Heartburn FAQs Introduction
NOTE: The pain of heartburn can be confused with pain due to more serious heart problems, such as a heart attack. Indviduals need to be especially aware of this possibility if you or a family member has a history of heart disease. If a person has chest pain accompanied by sweating, nausea, vomiting, difficulty breathing, or pain that worsens with activity, should seek medical attention immediately.
What is heartburn?
Heartburn is an uncomfortable feeling of burning or warmth in the chest.
What causes heartburn?
Heartburn has nothing to do with the heart. Instead, heartburn is caused by the upward movement of stomach acid into the esophagus. Heartburn is sometimes called acid indigestion.
What is stomach acid?
Stomach acid is strong acid produced by the stomach to help digest the foods people eat. Normally the acid stays in the stomach. When the acid backs up into the esophagus, it burns and causes the uncomfortable sensation known as heartburn (the cause of heartburn is gastroesophageal reflux disease).

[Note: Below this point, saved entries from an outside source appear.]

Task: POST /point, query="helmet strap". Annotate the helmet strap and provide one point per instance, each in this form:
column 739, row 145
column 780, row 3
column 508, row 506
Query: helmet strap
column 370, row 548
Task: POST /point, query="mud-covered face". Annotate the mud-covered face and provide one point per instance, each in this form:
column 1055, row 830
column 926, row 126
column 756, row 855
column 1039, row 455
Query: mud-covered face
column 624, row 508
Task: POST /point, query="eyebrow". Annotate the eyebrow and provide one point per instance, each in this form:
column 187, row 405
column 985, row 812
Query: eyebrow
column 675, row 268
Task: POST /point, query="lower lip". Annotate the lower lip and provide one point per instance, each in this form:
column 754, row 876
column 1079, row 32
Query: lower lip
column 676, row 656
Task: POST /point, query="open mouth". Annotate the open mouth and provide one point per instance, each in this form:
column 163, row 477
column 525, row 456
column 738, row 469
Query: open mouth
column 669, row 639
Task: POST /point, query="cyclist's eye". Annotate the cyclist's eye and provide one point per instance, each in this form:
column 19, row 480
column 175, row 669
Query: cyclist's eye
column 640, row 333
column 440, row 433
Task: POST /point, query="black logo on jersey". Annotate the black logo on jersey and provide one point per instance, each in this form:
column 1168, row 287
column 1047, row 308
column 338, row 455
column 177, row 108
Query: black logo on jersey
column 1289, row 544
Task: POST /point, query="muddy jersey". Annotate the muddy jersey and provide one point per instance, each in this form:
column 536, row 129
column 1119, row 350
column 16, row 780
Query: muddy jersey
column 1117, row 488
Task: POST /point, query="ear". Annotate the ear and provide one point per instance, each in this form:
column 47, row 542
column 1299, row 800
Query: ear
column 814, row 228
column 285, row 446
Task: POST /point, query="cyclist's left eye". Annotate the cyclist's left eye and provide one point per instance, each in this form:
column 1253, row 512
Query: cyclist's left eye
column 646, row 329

Picture of Gastroesophageal Reflux Disease (GERD)
What is the esophagus?
The esophagus is the muscular tube that stretches between the mouth and the stomach. The foods we eat and the liquids we drink travel down the esophagus into the stomach.
Why doesn't the acid burn my stomach?
The stomach has a special lining to protect it from the acid. The esophagus doesn't have this protection.